While this might warm the hearts of Nvidia fans, a lot of these features are not new. Video compression and real-time transcription are common enough, and Microsoft and even Apple have introduced gaze-alignment in the Surface Pro X and FaceTime to ensure people keep eye contact during video calls.
Maxine is not a consumer platform but a toolkit for third-party firms to improve their own software. So far, though, Nvidia has only announced one partnership — with communications firm Avaya, which will be using select features of Maxine. As indicated in the image below, all major cloud vendors are offering Maxine as part of their Nvidia GPU cloud services.
In a conference call, Nvidia’s general manager for media and entertainment Richard Kerris, described Maxine as a “really exciting and very timely announcement,” and highlighted its AI-powered video compression as a particularly useful feature.
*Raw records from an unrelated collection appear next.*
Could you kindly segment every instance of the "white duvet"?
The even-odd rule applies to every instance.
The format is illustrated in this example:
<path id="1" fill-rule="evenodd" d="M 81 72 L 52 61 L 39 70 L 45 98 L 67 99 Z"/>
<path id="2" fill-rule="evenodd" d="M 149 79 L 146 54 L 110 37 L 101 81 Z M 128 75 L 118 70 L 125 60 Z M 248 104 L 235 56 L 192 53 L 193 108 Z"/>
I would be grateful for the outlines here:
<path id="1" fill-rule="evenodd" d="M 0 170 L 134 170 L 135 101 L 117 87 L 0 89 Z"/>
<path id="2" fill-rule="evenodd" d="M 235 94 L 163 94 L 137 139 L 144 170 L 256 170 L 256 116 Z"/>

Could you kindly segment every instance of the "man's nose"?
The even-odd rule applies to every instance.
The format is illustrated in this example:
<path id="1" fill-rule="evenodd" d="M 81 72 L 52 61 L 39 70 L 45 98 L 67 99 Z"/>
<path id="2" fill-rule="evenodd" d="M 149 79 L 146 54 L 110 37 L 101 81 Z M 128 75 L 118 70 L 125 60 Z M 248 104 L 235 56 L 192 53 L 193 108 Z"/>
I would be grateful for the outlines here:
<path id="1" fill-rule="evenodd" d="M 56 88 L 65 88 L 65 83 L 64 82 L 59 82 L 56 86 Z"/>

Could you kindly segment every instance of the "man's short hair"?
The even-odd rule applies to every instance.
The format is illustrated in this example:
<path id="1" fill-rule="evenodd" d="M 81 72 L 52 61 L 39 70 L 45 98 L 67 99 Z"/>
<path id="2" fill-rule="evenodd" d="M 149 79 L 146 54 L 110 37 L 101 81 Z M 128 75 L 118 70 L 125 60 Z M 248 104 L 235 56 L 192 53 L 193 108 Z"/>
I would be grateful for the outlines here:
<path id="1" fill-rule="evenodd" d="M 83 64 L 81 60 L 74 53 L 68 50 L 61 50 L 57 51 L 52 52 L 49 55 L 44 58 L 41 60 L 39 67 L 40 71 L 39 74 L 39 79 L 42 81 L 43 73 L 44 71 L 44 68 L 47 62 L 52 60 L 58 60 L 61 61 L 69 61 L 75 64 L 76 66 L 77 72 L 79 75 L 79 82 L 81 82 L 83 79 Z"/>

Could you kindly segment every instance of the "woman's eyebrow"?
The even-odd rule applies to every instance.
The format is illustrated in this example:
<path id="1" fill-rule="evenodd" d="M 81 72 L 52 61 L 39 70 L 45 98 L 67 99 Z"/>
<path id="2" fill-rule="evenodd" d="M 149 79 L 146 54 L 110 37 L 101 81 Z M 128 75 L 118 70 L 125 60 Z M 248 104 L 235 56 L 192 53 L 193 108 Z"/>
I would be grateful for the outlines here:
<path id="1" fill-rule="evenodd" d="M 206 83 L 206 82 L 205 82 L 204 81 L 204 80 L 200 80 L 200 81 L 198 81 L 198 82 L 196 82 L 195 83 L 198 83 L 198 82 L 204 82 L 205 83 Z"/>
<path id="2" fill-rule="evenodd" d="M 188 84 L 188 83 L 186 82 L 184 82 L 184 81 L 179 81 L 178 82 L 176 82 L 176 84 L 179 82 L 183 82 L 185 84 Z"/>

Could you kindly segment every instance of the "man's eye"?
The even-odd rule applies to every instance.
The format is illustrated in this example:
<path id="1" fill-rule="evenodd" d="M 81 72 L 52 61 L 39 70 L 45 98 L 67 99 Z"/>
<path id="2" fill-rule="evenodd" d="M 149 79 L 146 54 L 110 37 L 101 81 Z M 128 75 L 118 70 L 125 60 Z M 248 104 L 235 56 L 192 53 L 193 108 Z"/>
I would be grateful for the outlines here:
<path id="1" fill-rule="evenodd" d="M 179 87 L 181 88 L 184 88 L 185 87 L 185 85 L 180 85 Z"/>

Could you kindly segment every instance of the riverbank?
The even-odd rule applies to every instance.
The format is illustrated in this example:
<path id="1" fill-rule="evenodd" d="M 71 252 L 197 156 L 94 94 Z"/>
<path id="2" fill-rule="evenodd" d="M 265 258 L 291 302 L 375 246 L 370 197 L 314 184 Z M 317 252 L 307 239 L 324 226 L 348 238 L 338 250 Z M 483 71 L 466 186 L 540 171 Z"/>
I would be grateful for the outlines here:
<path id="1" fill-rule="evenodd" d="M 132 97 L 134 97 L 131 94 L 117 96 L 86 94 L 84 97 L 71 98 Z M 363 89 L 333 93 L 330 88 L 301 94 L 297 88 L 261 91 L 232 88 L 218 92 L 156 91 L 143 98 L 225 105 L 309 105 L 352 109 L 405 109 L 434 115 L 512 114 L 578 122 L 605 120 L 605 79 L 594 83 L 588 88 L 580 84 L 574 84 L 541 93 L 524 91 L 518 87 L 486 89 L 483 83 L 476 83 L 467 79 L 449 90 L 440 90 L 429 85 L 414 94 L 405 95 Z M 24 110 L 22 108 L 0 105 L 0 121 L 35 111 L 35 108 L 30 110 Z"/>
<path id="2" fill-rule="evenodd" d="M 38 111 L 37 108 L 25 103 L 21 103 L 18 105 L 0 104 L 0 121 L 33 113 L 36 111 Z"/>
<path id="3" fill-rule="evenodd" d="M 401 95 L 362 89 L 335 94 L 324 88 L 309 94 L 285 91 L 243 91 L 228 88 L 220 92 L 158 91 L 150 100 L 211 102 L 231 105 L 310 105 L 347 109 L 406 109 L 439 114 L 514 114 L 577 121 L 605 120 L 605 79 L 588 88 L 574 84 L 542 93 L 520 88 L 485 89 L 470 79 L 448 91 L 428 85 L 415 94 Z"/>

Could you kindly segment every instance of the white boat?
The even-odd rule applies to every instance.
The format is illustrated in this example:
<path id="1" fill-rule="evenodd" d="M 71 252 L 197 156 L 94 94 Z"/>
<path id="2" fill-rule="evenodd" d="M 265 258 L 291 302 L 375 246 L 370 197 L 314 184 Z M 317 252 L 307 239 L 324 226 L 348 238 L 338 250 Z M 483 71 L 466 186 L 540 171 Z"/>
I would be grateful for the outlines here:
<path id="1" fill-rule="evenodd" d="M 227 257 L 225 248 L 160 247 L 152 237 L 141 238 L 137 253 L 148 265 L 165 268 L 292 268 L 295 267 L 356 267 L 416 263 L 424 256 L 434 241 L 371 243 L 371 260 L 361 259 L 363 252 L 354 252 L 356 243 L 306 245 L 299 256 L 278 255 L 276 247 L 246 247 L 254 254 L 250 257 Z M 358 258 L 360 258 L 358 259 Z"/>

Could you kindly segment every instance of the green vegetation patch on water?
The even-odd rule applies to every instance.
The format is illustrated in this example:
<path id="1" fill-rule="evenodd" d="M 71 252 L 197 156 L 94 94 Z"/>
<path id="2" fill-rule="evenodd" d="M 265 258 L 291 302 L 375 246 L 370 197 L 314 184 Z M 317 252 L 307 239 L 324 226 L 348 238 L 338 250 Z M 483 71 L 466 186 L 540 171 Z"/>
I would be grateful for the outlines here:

“We’ve all experienced times where bandwidth has been a limitation in our conferencing we’re doing on a daily basis these days”, said Kerris. “If we apply AI to this problem we can reconstruct the difference scenes on both ends and only transmit what needs to transmit, and thereby reducing that bandwidth significantly.”
Nvidia says its compression feature uses an AI method known as generative adversarial networks or GANs to partially reconstruct callers’ faces in the cloud. This is the same technique used in many deepfakes. “Instead of streaming the entire screen of pixels, the AI software analyses the key facial points of each person on a call and then intelligently re-animates the face in the video on the other side."